Gallic acid, a histone acetyltransferase inhibitor, suppresses β-amyloid neurotoxicity by inhibiting microglial-mediated neuroinflammation

Abstract

Scope: We examined the biological effect of gallic acid (GA) as a nuclear factor (NF)‐κB acetyltransferase inhibitor on microglial‐mediated β‐amyloid neurotoxicity and restorative effects on the Aβ‐induced cognitive dysfunction.

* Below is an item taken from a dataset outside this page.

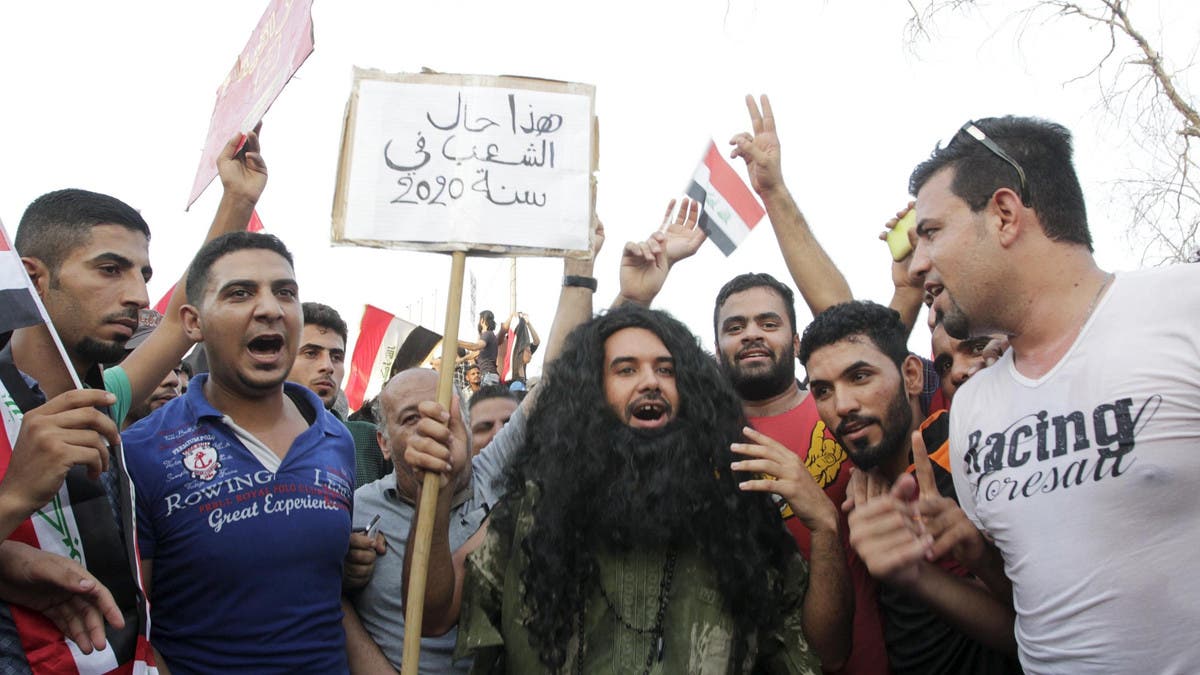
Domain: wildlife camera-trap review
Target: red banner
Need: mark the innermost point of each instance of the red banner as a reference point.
(279, 46)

Methods and results: The protective effects of GA on the survival of neuronal cells were assessed with an MTT assay and a co‐culture system. For the co‐culture experiments, both BV‐2 and primary microglia cells were treated with GA prior to Aβ stimulation, and conditioned media were transferred to Neuro‐2A cells. The mRNA and protein levels of inflammatory cytokines in both microglia and Neuro‐2A cells were assessed with real‐time polymerase chain reaction and western blotting. Inhibition of nuclear factor kappa B (NF‐κB) acetylation with GA treatment resulted in reduced cytokine production in microglia cells and protection of neuronal cells from Aβ‐induced neurotoxicity. Furthermore, we observed a restorative effect of GA on Aβ‐induced cognitive dysfunction in mice with Y‐maze and passive avoidance tests. Finally, we found that GA treatment efficiently blocked neuronal cell death by downregulating the expression of cytokines and the in vivo levels of NF‐κB acetylation.

Conclusion: These results suggest that selective inhibition of NF‐κB acetylation by the histone acetyltransferase inhibitor GA is a possible therapeutic approach for alleviating the inflammatory progression of Alzheimer disease.